Friday, March 20, 2015

"I'm Melting!!!" Says Arctic Ice Cap As It Reaches It's Smallest Winter Peak On Record

This winter's maximum extent of winter
ice in the Arctic was on the lame
side, says NASA  
As the first day of astronomical spring arrives today around where I live in St. Albans, Vermont, it's still wintry cold where I live.

As dawn broke, it was just 12 degrees outside my window.

But, as I noted the other day, it's warm pretty much everywhere else. We got new evidence of that yesterday, when we learned the ice in the Arctic sure ain't what it used to be.

In late February, the size of the Arctic ice cap surrounding the North Pole reached its smallest winter peak on record, says NASA. 

The ice in the Arctic waxes and wanes greatly with the seasons, obviously reaching its greatest extent in the late winter.

It appears that this year, the ice cap reached its greatest size on February 25 and then began to retreat and melt a bit after that.

The ice at its peak this year covered 5.61 million square miles, said the NASA-supported National Snow and Ice Data Center.

That's about 50,000 square miles less than the previous record smallest winter peak, set in 2011.

The start of this year's melt was a good two weeks earlier than normal.
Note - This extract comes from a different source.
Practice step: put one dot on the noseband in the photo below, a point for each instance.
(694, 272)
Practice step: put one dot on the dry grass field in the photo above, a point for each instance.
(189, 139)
There's still a chance that there could be another good freeze up and the peak could come later, but NASA says that's pretty doubtful.

The ice will keep melting like it does every spring and summer and reach a minimum extent for the year somewhere around September.

The trend toward less and less ice in the Arctic has been continuing for a few decades now, but the seasonal minimum in September has been getting smaller at a faster rate.

That this year's maximum was a record low doesn't necessarily mean the ice extent will hit a record low when it hits its annual minimum in September.

It all depends upon temperatures, wind patterns and currents between now and September.

Says NASA:

"'The winter maximum gives you a head start, but the minimum is so much more dependent on what happens in the summer that it seems to wash out anything that happens in the winter,' said Walt Meier, a sea ice scientist at NASA's Goddard Space Flight Center in Greenbelt, Maryland. 

'It the summer is cool, the melt rate will slow down. And the opposite is true, even if you start from a fairly high point, warm summer conditions make the ice melt faster. This was highlighted by 2012, when we had one of the later maximums on record and extent was near normal early in the melt season, but still the 2012 minimum was by far the lowest minimu we've seen."

A very low September minimum is more important, scientifically, than a low late winter maximum.

A lot of the ice up there now is stuff that just formed over this past winter. That ice is pretty thin and will melt fairly easily. It the September minimum is really low, that means some of the permanent ice that formed years ago and got thicker and harder is melting.

That would be a sign of climate change.

Also, declining ice expanses up in the Arctic could worsen global warming. Ice is pretty white, and much of sun's light hitting the ice is reflected off of it back into space, and doesn't warm things up much.

But if the sun hits open water, a lot of ole Sol's heat is absorbed into the ocean, and acts as what scientists call a positive feedback that accentuates and accelerates the Earth's rate of warming.

The bottom line: It's fine for us up here in New England to hope for months and months of warm spring, summer and autumn weather as a salve for this winter's bitter cold and snow.

But we also want to hope that the Arctic stays on the chilly side this summer, and the rate of melting slows.